PrintE-mail Written by Ed Fortune

Review: Batwoman Volume 2 – To Drown the World / Author: J.H. Williams III, W. Haden Blackman / Artist: Amy Reeder, Trevor McCarthy / Publisher: DC Comics / Release Date: Out Now

Batwoman is an odd fit in the new DC Universe. Most of the ‘Bat’ characters fit neatly into a family of heroes, each with a distinct role. Batwoman, aka Katherine Kane seems to be the outsider. She’s not really an ally of Batman, and her friends and allies don’t really tie into the Batman mythos. Instead, she is a loner, motivated by guilt and a powerful sense of self. In addition, most of her enemies are supernatural in nature. Batwoman Volume 2: To Drown the World is a blend of superhero detective story and supernatural monster hunting; an interesting mix.

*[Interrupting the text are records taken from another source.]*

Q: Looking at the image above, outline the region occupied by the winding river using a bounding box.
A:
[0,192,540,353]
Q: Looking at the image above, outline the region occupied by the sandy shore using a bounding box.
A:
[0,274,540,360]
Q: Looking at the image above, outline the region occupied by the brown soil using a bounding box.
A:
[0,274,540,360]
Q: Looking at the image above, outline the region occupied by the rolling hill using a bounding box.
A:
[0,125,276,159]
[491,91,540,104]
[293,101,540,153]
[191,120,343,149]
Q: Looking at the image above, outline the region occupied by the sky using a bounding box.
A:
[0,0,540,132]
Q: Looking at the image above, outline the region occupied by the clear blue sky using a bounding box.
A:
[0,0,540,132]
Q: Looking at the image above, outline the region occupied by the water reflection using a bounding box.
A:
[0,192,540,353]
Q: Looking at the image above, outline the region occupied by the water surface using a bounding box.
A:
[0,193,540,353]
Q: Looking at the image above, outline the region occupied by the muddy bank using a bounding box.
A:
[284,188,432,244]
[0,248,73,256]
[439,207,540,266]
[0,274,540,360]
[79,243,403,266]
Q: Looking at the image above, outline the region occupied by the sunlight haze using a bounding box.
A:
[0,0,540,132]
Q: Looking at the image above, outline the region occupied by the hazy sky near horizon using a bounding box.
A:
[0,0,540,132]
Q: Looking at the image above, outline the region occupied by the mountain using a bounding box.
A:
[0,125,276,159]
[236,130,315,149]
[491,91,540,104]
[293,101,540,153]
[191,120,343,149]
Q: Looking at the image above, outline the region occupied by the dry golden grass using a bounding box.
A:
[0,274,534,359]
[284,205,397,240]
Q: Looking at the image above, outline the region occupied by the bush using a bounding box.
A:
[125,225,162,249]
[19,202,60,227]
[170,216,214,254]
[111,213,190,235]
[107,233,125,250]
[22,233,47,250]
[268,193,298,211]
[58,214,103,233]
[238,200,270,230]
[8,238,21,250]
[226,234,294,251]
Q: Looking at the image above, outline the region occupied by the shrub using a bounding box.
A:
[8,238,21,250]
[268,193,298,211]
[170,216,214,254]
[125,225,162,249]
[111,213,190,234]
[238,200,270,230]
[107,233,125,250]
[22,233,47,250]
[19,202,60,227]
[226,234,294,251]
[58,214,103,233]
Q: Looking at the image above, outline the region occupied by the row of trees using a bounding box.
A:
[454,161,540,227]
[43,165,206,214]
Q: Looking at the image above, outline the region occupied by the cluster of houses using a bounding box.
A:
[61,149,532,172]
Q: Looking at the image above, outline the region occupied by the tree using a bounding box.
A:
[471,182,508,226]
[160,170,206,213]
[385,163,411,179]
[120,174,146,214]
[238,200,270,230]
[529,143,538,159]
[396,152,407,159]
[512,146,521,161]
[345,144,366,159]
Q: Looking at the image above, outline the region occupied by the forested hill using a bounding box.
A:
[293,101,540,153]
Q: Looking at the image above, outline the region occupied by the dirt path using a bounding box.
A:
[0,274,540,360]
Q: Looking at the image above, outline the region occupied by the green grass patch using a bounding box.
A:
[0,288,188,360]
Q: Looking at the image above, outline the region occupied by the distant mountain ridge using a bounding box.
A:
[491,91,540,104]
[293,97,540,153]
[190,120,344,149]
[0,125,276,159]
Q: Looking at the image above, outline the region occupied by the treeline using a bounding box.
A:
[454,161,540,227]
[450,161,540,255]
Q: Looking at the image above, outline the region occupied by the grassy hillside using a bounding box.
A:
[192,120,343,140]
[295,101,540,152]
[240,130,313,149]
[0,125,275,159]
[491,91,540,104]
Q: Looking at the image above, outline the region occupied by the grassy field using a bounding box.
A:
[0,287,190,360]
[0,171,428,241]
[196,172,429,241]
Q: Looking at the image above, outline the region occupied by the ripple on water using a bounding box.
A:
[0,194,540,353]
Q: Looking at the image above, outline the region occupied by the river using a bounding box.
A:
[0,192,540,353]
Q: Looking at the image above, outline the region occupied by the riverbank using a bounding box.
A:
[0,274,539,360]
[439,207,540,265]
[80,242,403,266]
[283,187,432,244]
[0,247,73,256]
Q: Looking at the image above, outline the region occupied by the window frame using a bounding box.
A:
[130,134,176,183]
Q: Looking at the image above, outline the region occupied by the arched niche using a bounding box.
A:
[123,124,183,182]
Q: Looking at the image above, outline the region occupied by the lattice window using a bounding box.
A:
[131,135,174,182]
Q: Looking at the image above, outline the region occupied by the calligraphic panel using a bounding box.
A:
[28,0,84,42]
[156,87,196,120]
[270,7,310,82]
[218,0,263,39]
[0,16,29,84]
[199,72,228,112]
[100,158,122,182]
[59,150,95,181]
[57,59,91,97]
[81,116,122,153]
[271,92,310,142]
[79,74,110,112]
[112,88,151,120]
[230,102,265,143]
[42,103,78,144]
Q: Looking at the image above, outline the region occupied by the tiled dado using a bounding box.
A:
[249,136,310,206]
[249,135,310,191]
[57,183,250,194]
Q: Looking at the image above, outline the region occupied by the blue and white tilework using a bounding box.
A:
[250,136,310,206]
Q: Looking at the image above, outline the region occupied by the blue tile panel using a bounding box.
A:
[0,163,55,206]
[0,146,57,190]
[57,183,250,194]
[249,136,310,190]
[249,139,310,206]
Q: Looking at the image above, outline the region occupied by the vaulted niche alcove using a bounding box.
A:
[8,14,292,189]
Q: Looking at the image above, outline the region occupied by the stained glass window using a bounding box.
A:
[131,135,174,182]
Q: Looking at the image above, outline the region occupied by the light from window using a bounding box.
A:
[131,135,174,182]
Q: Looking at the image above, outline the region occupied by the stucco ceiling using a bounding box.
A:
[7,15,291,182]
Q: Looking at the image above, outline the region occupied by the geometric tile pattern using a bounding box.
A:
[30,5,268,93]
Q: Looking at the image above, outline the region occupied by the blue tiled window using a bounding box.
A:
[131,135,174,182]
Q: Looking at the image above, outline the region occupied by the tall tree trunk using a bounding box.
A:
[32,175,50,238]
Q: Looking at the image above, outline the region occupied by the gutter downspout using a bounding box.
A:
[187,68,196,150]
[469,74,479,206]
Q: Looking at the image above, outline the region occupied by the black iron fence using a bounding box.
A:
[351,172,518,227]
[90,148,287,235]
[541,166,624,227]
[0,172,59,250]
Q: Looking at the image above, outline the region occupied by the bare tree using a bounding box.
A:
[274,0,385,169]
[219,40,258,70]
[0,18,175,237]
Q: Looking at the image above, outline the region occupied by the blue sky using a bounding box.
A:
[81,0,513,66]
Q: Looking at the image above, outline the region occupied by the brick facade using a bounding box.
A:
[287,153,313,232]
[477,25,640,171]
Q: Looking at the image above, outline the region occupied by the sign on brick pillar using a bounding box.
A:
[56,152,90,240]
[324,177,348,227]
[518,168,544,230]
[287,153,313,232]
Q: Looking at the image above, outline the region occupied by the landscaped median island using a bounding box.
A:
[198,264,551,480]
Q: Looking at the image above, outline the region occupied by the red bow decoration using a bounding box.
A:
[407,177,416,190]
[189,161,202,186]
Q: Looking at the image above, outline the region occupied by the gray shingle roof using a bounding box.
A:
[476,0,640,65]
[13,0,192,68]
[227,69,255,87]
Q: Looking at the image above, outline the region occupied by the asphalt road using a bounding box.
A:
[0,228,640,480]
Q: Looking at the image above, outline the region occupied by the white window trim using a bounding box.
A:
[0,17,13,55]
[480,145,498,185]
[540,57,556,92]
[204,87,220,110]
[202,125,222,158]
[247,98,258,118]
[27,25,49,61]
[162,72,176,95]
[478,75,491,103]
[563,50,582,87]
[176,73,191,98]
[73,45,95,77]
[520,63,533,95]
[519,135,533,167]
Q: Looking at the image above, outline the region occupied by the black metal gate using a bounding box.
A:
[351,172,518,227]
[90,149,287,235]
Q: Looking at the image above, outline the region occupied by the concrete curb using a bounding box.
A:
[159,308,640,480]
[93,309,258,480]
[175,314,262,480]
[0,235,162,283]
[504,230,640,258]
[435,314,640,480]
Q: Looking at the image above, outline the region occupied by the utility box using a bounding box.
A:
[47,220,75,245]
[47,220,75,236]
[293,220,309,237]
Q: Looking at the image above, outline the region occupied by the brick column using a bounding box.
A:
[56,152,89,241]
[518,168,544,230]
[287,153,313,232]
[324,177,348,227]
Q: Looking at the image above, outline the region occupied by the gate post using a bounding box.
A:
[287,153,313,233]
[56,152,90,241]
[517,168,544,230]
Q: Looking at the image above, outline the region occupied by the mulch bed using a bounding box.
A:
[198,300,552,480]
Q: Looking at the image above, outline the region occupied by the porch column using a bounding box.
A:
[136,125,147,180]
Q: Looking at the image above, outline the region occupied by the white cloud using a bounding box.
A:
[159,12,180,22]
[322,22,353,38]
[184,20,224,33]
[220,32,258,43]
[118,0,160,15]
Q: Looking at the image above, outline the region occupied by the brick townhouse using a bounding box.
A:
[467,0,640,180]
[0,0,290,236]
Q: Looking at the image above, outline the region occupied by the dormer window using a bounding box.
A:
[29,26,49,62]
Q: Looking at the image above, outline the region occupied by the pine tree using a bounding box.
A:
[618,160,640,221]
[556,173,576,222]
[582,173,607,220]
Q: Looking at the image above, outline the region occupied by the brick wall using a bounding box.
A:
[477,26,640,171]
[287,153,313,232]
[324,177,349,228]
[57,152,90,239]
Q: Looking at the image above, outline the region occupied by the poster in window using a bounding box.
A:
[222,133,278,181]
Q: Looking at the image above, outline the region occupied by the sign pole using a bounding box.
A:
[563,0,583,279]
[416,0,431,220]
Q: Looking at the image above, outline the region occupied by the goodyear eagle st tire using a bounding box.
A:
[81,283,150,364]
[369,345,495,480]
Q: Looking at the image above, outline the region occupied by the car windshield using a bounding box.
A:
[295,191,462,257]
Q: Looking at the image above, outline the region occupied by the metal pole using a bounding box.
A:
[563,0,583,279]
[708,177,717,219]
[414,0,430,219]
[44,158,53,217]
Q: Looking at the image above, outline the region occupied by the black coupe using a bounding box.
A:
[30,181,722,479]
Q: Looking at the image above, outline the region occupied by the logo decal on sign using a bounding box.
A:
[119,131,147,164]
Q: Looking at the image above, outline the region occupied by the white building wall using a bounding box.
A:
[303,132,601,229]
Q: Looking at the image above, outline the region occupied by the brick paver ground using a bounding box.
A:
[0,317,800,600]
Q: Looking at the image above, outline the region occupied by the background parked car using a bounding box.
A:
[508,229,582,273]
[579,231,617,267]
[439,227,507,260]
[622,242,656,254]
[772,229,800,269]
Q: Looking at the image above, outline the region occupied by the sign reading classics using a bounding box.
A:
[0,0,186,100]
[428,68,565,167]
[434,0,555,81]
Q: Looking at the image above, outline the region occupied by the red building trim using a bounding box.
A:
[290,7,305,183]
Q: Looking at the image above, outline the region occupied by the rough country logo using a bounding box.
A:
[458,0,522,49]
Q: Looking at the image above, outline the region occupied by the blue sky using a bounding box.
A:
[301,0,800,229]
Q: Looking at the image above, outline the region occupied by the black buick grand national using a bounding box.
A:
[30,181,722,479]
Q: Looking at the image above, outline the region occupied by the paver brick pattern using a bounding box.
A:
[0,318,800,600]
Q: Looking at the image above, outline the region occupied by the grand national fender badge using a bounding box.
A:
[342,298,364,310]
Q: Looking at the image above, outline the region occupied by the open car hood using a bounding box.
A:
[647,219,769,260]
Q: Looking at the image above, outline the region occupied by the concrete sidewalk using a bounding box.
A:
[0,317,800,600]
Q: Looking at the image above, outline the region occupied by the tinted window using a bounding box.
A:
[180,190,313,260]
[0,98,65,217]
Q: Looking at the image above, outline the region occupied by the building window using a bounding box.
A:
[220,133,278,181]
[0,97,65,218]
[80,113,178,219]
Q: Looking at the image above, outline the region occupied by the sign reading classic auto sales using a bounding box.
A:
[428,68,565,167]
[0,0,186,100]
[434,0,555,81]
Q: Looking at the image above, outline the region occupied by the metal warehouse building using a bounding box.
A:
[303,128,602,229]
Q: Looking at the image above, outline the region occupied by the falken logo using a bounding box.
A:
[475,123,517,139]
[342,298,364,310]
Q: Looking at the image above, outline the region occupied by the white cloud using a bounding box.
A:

To Drown the World has a strong premise; Medusa (a secretive terrorist organisation) is actively recruiting supernatural thugs through arcane and ritualistic methods. As this inevitably means that innocents suffer for the gain of evil, Batwoman is actively seeking to stop these baddies. Medusa make for nice villains, though the plot does get convoluted at points. This isn’t helped by a multiple perspective approach to the storytelling.

This is not a book you can just jump into. There’s a large cast of characters and some significant arc plots and themes here, thus reading Volume One is essential. Those unfamiliar with the series will miss the character development, the intrigue and the complexity of the various relationships. Those who’ve read the first book will care about the protagonists, those who haven’t, won’t.

The art is great, while not as impressive as in the previous volume. Reeder and McCarthy do a good job of maintaining J.H. Williams' gorgeous art style, though you can see where various scenes have been patched together and this can break the narrative flow somewhat.

Batwoman Volume 2: To Drown the World collects issues 6 to 11 of the ongoing comic book series. Fans of the previous volume will be pleased to know that the story stays consistently good, and the reveals and plot twists are clever enough to keep the reader interested throughout. It’s a pity the art doesn’t stay as strong all the way through, but when it’s good, it is very good.